Am donating this book to a cottage in Tybee Island, GA, where we stay. Period fits the cottage and the book can be/will be enjoyed by others. And I'll read it there myself.
June 2019: back to Screened Inn in Tybee Island and reading this again. Couldn’t remember what I’d read before, so will just dip in and out.
*Ring Lardner article about experience as war correspondent in 1917 *Wm S. McNutt on American army breakthrough in October 1918
Just read activity report — seems like I read them a couple years ago.
July 2019; finished with vacation so back on “behind the wall” shelf”
June 2020: future visits to this vacation home unlikely; to “start and park” shelf
September 2025 — surprise — opportunity to be at Tybee cottage again, so will resume
Read amusing and insightful profile of the thoroughbred Nashua and his 81-year-old trainer, James E Fitzsimmons, “Mr. Fitz.” A humble man doing what he loves and doing it VERY well is always worth reading about.

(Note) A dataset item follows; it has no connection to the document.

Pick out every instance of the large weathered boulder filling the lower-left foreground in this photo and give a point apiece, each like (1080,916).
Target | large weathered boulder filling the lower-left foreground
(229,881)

Knute Rockne article about “The Four Horseman” backfield at Notre Dame. Not particularly interesting 100 years later . . . just a bunch of anecdotes about various games and plays. But one must give these guys credit: in the three years they played, Notre Dame lost only two games out of 30, both to Nebraska teams that were much heavier. One would never recognize a 1920s player as a football player today. And while most celebrated as running backs, the Four Horsemen (and all players) played both offense and defense.

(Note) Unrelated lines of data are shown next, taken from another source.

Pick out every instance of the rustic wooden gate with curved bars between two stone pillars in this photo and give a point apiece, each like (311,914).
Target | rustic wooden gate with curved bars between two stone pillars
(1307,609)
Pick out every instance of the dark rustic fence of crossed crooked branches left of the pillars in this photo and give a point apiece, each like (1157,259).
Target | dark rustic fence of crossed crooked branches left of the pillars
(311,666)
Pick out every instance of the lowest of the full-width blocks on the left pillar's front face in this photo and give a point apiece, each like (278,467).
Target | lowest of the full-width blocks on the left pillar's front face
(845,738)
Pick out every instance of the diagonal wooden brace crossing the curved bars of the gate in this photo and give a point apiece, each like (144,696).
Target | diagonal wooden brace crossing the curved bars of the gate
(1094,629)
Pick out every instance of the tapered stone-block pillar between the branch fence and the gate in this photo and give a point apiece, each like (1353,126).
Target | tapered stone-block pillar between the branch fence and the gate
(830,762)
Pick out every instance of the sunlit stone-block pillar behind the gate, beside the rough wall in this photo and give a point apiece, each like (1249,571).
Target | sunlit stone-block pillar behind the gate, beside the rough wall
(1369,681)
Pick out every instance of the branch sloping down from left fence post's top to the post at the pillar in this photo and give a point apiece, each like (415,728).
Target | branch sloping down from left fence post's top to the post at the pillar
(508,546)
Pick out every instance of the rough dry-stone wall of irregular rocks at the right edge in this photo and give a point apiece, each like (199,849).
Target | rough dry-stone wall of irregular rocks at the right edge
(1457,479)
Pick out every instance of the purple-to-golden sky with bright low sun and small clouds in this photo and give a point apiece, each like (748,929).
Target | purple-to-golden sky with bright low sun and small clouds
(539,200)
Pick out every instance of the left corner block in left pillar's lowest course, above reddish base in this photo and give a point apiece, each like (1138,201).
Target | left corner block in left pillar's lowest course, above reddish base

Alexander Woollcott article about the remarkable world-wide sensation caused by the book Gentlemen Prefer Blondes . . . and it's still worth reading today.
Started reading an article by Douglas Fairbanks on his career but found it tedious.

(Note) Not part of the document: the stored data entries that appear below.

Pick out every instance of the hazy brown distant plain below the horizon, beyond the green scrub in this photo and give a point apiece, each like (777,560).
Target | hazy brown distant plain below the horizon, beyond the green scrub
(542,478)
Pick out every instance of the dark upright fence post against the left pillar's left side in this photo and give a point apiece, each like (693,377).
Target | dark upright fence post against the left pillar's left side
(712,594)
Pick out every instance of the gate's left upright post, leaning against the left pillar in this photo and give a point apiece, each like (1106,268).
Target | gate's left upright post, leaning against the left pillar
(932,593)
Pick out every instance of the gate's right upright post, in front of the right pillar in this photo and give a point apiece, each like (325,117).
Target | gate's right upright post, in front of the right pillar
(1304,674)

Short story called "Hash Mark" about a fellow who had washed out of the Army because of illness during WW II and couldn't live with himself but later found redemption in the merchant marine . . . good and not much longer than this description.
"Polish Death Camp" supposedly a 1944 report on Belzec by the Polish underground, doesn't seem like what I know from post-war history . . . but interesting and would have been shocking at the time. Might have been propaganda . . . details could have been wrong but "true" nonetheless.
"Death of a Truck" a very short piece of fiction about German retreat from Moscow in 1942.
"The Men Who Put the Heartbreak in Heartbreak Ridge" -- war correspondent's report of a month-long battle in Korea in 1951.
"Terror at Webb's Landing" -- fiction about a kidnapping. Interesting.
"Five Desperate Hours in Cabin 56" -- Very well-written piece by the excellent journalist/historian Cornelious Ryan tells about a microcosm of the "Andrea Doria" ocean liner collision and sinking in 1956. Deals with the attempt to rescue two women trapped in a cabin at the point of impact.
Started a P.G. Wodehouse story from 1912 that sounded pretty much like all his stories of whatever period, except this one was set in the US, which makes sense as Wodehouse was in the US at the time. Did not finish — just ran out of time. Maybe next trip (if there is a next trip).